The Cambridgeport Neighborhood Association is currently working with the Massachusetts Department of Conservation and Recreation to restore the “old magazine” as part of an effort to revitalize Magazine Beach. For updates on the project, please visit magazinebeach.wordpress.com.
Sabot: A Cambridge Room Exhibition
Sabot, from the Cambridge Historical Objects, Cambridge Room, Archives and Special Collections.
Exhibition Location: The Sakey Room on the first floor of the original Library building.
Sabot
n. heavy work shoe worn by European peasants, especially in France and the Low Countries. There are two kinds of sabots: one is shaped and hollowed from a single piece of wood (called klompen by the Dutch); the other is a heavy leather shoe with a wooden sole.
v. deliberate destruction of property or slowing down of work with the intention of damaging a business or economic system or weakening a government or nation in a time of national emergency.

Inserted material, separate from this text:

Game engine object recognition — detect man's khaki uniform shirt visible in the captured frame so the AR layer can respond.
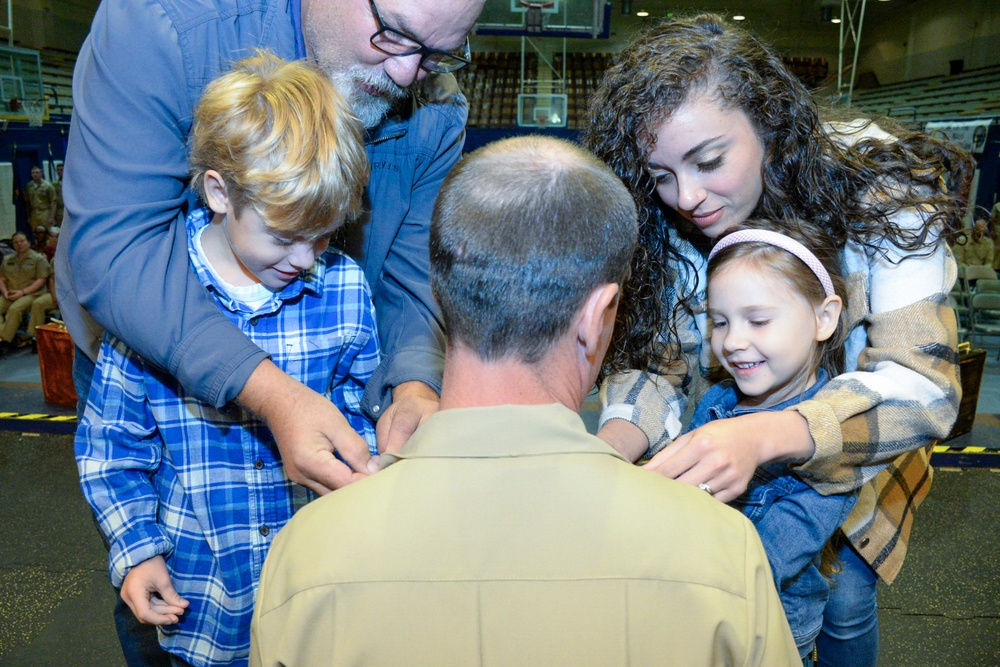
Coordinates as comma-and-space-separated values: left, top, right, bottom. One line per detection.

The word is said to date from a French railway strike of 1910 when workers destroyed the wooden shoes (sabots) that held the rails in place. A few years later sabotage was employed in the United States in the form of slowdowns, particularly in situations that made a strike untenable—such as by migratory workers whose employment was temporary.
origin. The sabot on display has a slight heel with detailed carvings across the front and side, reminiscent of leather creasing and patterning. Nail stubs line the bottom of the shoe.
There is no known provenance or chronology of custody other than an old card catalog claiming that it came from the John Snelling Popkin Estate, which was located on Massachusetts Avenue near the Cambridge Common. Popkin (1792- 1852) was a professor of Greek at Harvard University.